I'm writing my own stack machine CPU for the job. Another option would be to
run an existing register-based CPU (picorv32?) on the FPGA and interpret Wasm
on it. Despite my thesis' topis is broad anough it would allow that, I didn't
go this way, because:
 - there'd be nothing innovative in this approach,
 - I'd end up mostly copying other's code, ending up with a copy-paster's
   thesis...

I'm using Wishbone pipelined interconnect for CPU and other components.

WebAsm binary format was not designed for direct execution, so I'm instead
creating a minimal stack machine, that would allow almost 1:1 translation of
Wasm code to it's own instruction format. I still think it's possible to make
a CPU, that would execute Wasm directly - it's just matter of a bit more
effort.

The stack machine is and will be limited. That's why some more complex Wasm
instructions (e.g. 64-bit operations, maybe float operations) have to be
replaced with calls to software routines.

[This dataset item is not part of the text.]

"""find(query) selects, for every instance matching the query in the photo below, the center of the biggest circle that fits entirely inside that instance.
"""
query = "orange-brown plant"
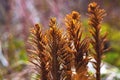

The goal is to write some minimal "bootloader", that would translate Wasm
to my stack machine's instructions on-device.

The SPI chip on iCE40HX8K-EVB is 2MB big. The configuration stored on it is
below 137KB. I'm going to use the remaining memory to store the actual Wasm
code for execution.

The initial booting code will be preloaded to embedded RAM (iCE40HX8K has such
feature and Yosys supports it).

I'm using VGA (640x480@60Hz) with self-created text mode for communicating to
the outside. UART is also planned.

I wrote an assembly for my stack machine (tclasm.tcl). The actual assembly
instructions are expressed in terms of tcl command executions, so we could call
it pseudo-assembly. Before embracing tcl, I needed a way to express memory
reads and writes for some test benches and created a simple macroassembly
(include/macroasm.vh). I probably should have used tcl from the beginning...

Everything is done through some (quite sophisticated) Makefiles.

## Project structure
 - Makefile - needs no explaination...
 - Makefile.config - included by Makefile and Makefile.test, defines variables,
   		     makes it easy to, e.g., change the compiler command
 - Makefile.util - also included by Makefile and Makefile.test - defines things,
   		   that didn't semantically fit into Makefile.config
 - design/ - Verilog sources, that will get synthesized for FPGA (+some other
   	     files like initial memory contents)
 - models/ - Verilog modules used in testing
 - tests/ - benches, each in its own subdirectory, with a Makefile including
   	    Makefile.test
 - tclasm.tcl - implementation of simple assembly in terms of tcl commands
 - include/ - Verilog header files for inclusion
 - tools/ - small C programs
 - COPYING - 0BSD license
 - README.txt - You're reading it

## Project status
I'm a huge bit delayed with the work (should have had a working prototype in
June...), but I'm working on it.

I had a previous approach to the problem in July. Work was going extremely
slowly and I felt, that my code was really bad. This is also because I haven't
had any serious hardware design experience before. Now, I started anew. My
current approach is less CISCy. I'm also doing everything in the simulator,
with test benches for every module and plans to get it to run on the FPGA once
the design is able to display something through VGA. That's different from my
previous approach, where I was trying to make something run on the board and
then write tests for it. I'm now determined to use Wishbone, because I believe
it helps me keep the design clean.

My stack machine is currently able to do some operations like memory accesses,
addition and unsigned division, jumps, but it's not yet ready to have most of
Wasm translated to it. At the beginning of September I changed the design and
instruction format and rewrote the stack machine. The current one can be
considered my third approach :p

### Thoughts
It's indeed an interesting project, but from practical point of view - it's
still going to be more efficient to JIT-compile Wasm on a register-based
architecture... Perhaps it'd be more useful to optimize an exisiting processor
(OpenRISC, OpenSPARC, RiscV) for that?